Former Uber CEO sells third of his stake in the company for $1.4 BILLION
Uber co-founder and former CEO Travis Kalanick plans to sell 29 percent of his stake in the ride-hailing service, a news report said Thursday, informs dailymail.co.uk
The deal is part of a transaction with investors including Softbank Group Corp. and would bring Kalanick about $1.4 billion, Bloomberg reported, citing unidentified sources.
Kalanick, who has a 10 percent stake in the company, has never sold his Uber shares according to the report.
Uber didn't respond to an email seeking comment.
Kalanick resigned as CEO last year following revelations of sexual harassment in the company, technological trickery designed to hinder regulators and a cover-up of a hacking attack that stole personal information of 57 million passengers and 600,000 drivers.
Uber was valued around $68.5 billion during a 2016 capital investment, but that dropped to somewhere above $48 billion in the SoftBank deal announced last week.
Despite that, early investors stand to make significant gains.
A consortium led by SoftBank bought $9billion worth of shares last week at a 30 per cent discount.

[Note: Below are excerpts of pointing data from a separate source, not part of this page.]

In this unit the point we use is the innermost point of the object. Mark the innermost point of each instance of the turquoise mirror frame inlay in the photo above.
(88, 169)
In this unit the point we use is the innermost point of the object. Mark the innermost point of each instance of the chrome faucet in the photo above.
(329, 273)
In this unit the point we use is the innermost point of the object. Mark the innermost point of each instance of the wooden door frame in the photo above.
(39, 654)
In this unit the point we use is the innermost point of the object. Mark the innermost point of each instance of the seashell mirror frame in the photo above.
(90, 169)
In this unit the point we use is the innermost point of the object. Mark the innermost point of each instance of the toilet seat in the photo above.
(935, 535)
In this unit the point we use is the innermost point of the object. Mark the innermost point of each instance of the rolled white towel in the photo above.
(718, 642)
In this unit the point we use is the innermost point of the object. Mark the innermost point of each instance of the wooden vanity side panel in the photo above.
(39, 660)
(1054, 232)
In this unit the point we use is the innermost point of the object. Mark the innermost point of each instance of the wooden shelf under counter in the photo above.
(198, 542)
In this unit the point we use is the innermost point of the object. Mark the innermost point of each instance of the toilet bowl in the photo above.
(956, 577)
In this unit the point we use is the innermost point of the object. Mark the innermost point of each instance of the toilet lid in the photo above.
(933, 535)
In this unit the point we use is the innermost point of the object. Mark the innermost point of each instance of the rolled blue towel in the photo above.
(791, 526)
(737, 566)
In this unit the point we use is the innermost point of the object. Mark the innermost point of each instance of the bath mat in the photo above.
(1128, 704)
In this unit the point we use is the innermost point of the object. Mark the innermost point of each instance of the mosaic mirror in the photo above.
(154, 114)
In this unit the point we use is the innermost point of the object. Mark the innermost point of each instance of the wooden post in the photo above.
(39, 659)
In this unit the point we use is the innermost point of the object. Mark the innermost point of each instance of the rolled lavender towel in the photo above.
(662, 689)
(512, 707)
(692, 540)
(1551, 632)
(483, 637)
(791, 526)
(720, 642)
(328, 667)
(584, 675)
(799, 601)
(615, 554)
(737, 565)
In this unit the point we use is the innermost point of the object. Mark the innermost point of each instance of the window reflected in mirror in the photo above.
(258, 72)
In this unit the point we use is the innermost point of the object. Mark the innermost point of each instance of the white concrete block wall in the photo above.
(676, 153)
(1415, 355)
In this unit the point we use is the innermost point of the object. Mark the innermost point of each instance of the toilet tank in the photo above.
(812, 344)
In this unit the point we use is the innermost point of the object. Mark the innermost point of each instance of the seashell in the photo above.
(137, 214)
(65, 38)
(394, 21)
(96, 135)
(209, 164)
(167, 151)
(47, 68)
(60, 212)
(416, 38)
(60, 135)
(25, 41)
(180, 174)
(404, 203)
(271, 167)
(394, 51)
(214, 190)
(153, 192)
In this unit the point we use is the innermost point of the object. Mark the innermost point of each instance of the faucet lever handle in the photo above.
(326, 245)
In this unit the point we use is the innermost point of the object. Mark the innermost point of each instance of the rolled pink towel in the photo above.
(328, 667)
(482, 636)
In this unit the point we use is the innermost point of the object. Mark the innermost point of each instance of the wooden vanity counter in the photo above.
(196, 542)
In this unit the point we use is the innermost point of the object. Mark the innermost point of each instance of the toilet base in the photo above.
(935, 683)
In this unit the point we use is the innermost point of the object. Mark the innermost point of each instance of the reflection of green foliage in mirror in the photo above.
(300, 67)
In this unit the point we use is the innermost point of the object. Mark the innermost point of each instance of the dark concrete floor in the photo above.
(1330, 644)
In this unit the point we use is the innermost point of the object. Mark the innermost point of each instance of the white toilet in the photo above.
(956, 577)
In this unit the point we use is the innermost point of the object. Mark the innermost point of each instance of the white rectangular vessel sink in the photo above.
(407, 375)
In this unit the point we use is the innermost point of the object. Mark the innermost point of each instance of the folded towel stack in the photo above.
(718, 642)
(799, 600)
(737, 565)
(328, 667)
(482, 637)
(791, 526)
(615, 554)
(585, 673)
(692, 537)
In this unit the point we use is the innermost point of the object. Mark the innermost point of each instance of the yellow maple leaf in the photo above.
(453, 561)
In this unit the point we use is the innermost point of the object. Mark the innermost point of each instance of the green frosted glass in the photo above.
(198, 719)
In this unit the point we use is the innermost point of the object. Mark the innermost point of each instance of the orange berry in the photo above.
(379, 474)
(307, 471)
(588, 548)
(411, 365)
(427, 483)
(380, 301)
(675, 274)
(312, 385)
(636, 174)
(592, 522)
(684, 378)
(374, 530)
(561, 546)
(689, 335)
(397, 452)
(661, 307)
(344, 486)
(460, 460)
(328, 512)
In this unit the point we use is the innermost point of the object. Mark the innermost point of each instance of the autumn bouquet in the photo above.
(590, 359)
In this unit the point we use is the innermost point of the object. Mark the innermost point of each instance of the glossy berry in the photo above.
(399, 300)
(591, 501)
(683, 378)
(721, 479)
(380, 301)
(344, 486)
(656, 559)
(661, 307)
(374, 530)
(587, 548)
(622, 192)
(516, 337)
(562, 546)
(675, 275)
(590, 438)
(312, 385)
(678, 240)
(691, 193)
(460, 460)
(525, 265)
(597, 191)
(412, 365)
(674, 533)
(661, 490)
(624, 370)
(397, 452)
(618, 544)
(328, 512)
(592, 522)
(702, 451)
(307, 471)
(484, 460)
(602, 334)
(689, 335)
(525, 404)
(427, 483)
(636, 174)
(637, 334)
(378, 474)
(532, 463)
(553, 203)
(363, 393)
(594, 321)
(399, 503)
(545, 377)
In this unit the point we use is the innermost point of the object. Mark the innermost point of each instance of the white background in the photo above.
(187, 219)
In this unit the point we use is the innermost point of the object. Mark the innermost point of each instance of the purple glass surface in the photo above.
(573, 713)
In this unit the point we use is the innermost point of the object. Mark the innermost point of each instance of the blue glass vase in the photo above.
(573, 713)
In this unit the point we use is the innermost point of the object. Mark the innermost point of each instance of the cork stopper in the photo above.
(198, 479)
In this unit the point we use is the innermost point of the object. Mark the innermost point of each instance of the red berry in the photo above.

According to reports last week,Uber is losing more than $1billion each quarter, and a new cash infusion is critical.
The company is also planning an initial public offering in 2019.
Kalanick's resignation this past June came at a pivotal, and increasingly problematic, time for the company.
It was not by choice however, with five of the company's biggest investors demanding his resignation according to The New York Times, who obtained a copy of the letter those individuals sent to Kalanick.
In the aftermath of that shocking revolt by the company's primary shareholders, it was revealed that while Kalanick was out as CEO he would remain a member of the Uber board.
'I love Uber more than anything in the world and at this difficult moment in my personal life I have accepted the investors request to step aside so that Uber can go back to building rather than be distracted with another fight,' said Kalanick at the time.
One of the investors who demanded Kalanick step down, Bill Gurley of Benchmark, stepped down from his post on the company's board of directors as well at that time.
Gurley had been pushing for change ever since February, when former Uber employee Susan Fowler wrote about her year working at the company.
Fowler alleged that she and other women at the company were subject to constant harassment by men, and that when she did take complaints to human resources they were always dismissed and nothing was done to change the toxic environment.
She even claimed that at one point an employee with the HR department stated that she might be the problem, and not the men.
It was not just that either, and Fowler also detailed some members of the staff as doing everything they could to rise up in the ranks while sabotaging not only other workers but also the productivity of the company.
A few months prior to Kalanick's resignation video emerged of him berating an Uber driver who questioned why the company had dropped the prices on its UberBlack service.